Harausz likened the benefits of the telecom infrastructure to the construction of the Erie Canal in the early 1800s.
"The Erie Canal in New York State was instrumental in shaping the shipping industry in the 1850s," he said. "The cities along the canal benefited immensely, places like Buffalo, Syracuse, Utica and Albany. They had the strategic advantage of being along the route in the movement of goods up the Hudson River and over the canal to points west."
"In the same way, this new form of telecommunication is like the Erie Canal, and Lynn is right on the route at the start of the millennium. The investors chose Lynn for strategic reasons as the place to open these communication lines."
Asset Channel's Chief Financial Officer Christopher C. Ashby described the fledging cable company as a carrier's carrier. "Ours is not a long-haul system. We provide unlit line. An ISP, (Internet service provider) or a company, that's looking for a center for its credit card billing might find us attractive," he said. "They might buy a circuit on our system. We have the ability to bring fiber-optic cable to lots of locations along the eastern seaboard."

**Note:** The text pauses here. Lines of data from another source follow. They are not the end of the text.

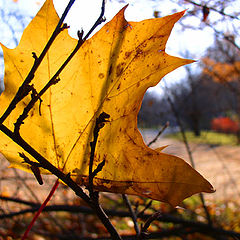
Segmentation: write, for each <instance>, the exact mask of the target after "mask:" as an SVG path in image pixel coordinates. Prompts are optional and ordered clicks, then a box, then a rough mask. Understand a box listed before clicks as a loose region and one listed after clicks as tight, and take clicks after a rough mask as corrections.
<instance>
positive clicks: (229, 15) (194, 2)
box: [185, 0, 240, 20]
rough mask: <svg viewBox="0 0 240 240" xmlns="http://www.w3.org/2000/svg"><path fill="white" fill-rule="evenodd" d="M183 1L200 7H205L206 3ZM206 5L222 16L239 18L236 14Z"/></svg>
mask: <svg viewBox="0 0 240 240" xmlns="http://www.w3.org/2000/svg"><path fill="white" fill-rule="evenodd" d="M185 1H186V2H188V3H191V4H193V5H195V6H198V7H201V8H203V7H206V5H204V4H199V3H196V2H194V1H192V0H185ZM207 7H208V8H209V9H210V10H212V11H215V12H217V13H219V14H221V15H223V16H226V17H230V18H232V19H237V20H240V18H239V17H238V16H234V15H231V14H228V13H225V12H224V11H223V10H221V11H219V10H217V9H216V8H213V7H210V6H207Z"/></svg>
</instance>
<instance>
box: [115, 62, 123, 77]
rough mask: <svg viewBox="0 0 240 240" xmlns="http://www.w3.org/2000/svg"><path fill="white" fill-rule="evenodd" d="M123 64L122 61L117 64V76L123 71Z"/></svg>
mask: <svg viewBox="0 0 240 240" xmlns="http://www.w3.org/2000/svg"><path fill="white" fill-rule="evenodd" d="M124 65H125V63H123V62H122V63H119V64H118V65H117V71H116V74H117V77H119V76H120V75H121V74H122V73H123V70H124Z"/></svg>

Ashby said Asset Channels purchased existing fiber-optic terrestrial lines from AT&T and other companies to create its 4,6000-mile 45 cities on the eastern seaboard, which is the largest traffic corridor in the world for telecommunications. "When fully lit, we could handle 40 terabits."
"You can make a lot of cheap phone calls is what I'm saying here," Ashby told Lynn officials. "Our system can link to the Hibernia Cable, which makes Lynn the kind of place that real estate companies value. Real estate likes to sit near large fiber-optic trunks because it's perfect to services ISPs and other data-intensive businesses."
Besides, he said, the Miami end of the coastal cable can link to other telecommunications systems rapidly growing in South America, and cities on the cable routes stand a better chance of reaping the benefits. "That's the new paradigm in telecommunications. It's like when the railroads were built."